Eramuslim.com -Tak hanya bentuk rumah tradisional, namun ternyata ikat kepala yang tergambar sebagai Bangsa Punt pada mural di kuil yang dibangun dinasti Firaun pada era Ratu Hatshepsut itu juga tampak mirip seperti ikat kepala tradisional ciri khas dari Suku Enggano di Pulau Enggano, Provinsi Bengkulu (lihat gambar dibawah ini).
3. Kebiasaan membawa pisau di pinggang dari jenis pisau yang mirip
Dari beberapa mural dan relief di Kuil Hatshepsut Mesir, juga terlihat sosok-sosok Bangsa Punt yang terlihat terbiasa membawa pisau tradisional yang diselipkan di pinggang.
Pisau tradisional oleh bangsa Punt dalam mural itu ternyata juga mirip seperti pisau tradisional yang digunakan pada pakaian adat di Provinsi Bengkulu (lihat gambar dibawah ini).
4. Beberapa kosa-kasa Suku Rejang Bengkulu mirip kosa kata bahasa Mesir Kuno
Dari literatur Mesir Kuno, beberapa kosa-kata bangsa Mesir Kuno memiliki kemiripan dengan kosa-kata bahasa suku Rejang di Bengkulu.

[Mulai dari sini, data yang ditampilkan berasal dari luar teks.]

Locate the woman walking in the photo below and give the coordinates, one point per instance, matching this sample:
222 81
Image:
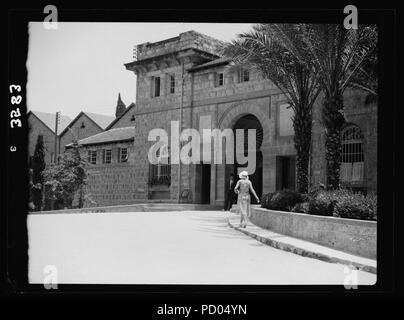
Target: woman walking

Berikut beberapa diantaranya dalam tabel dibawah ini.
Selain bersumber dari relief Kuil Hatshepsut, ada beberapa argumen lain yang memberi bukti lokasi Tanah Punt berada di sekitar Pantai Timur Sumatera Bagian Selatan, yaitu:
- Lokasi di timur yang jauh dari Mesir. Tampak lokasi Pulau Enggano yang berada jauh di timur dari wilayah Mesir, yang mana pada kala itu Bangsa Mesir menggunakan kapal bercadik dalam ekspedisinya.
- Terdapat situs-situs purbakala di Sumatera bagian selatan. Di daerah Sumatera Bagian Selatan, banyak ditemukan situs-situs purbakala yang berusia ribuan tahun, diantaranya : Situs Besemah di Sumatra Selatan (berusia 4.500 tahun) dan situs Gua Harimau di Sumatra Selatan (berusia 4.840 tahun).
Penduduk Pulau Enggano
Pulau Enggano berada sekitar 100 km disebelah barat daya dari Pulau Sumatra, atau berada disebelah barat dari Provinsi Bengkulu dan termasuk wilayah provinsi tersebut.
Panjang pulau ini sekitar 35 km dengan lebar sekitar 16 km, dengan area seluas 402.6 km². Ketinggian daratannya sekitar 100 meter diatas permukaan laut dengan daratan tertinggi berada pada 281 meter diatas permukaan laut.
Penduduk asli Pulau Enggano adalah Suku Enggano, yang terbagi menjadi lima “puak asli” (penduduk setempat menyebutnya suku). Semuanya berbahasa sama, bahasa Enggano.
Suku atau Puak Kauno yang mulai menempati tempat ini pada zaman Belanda (sekitar tahun 1934).
Selain Suku Kauno, terdapat Suku Banten (pendatang), dan empat suku lainnya. Suku Enggano memakai Bahasa Enggano dalam percakapan sehari hari.
Sebagian dari mereka percaya bahwa mereka adalah bagian dari keturunan suku Batak-Nias di kepulauan Sumatra. Suku yang hanya dapat ditemui di Indonesia ini memakai bahasa Enggano – (eno).
Sebagian besar penduduk pulau Enggano merupakan masyarakat yang religius. Lebih dari 96 % penduduk menganut agama Islam & Kristen, dan sisanya masih animisme.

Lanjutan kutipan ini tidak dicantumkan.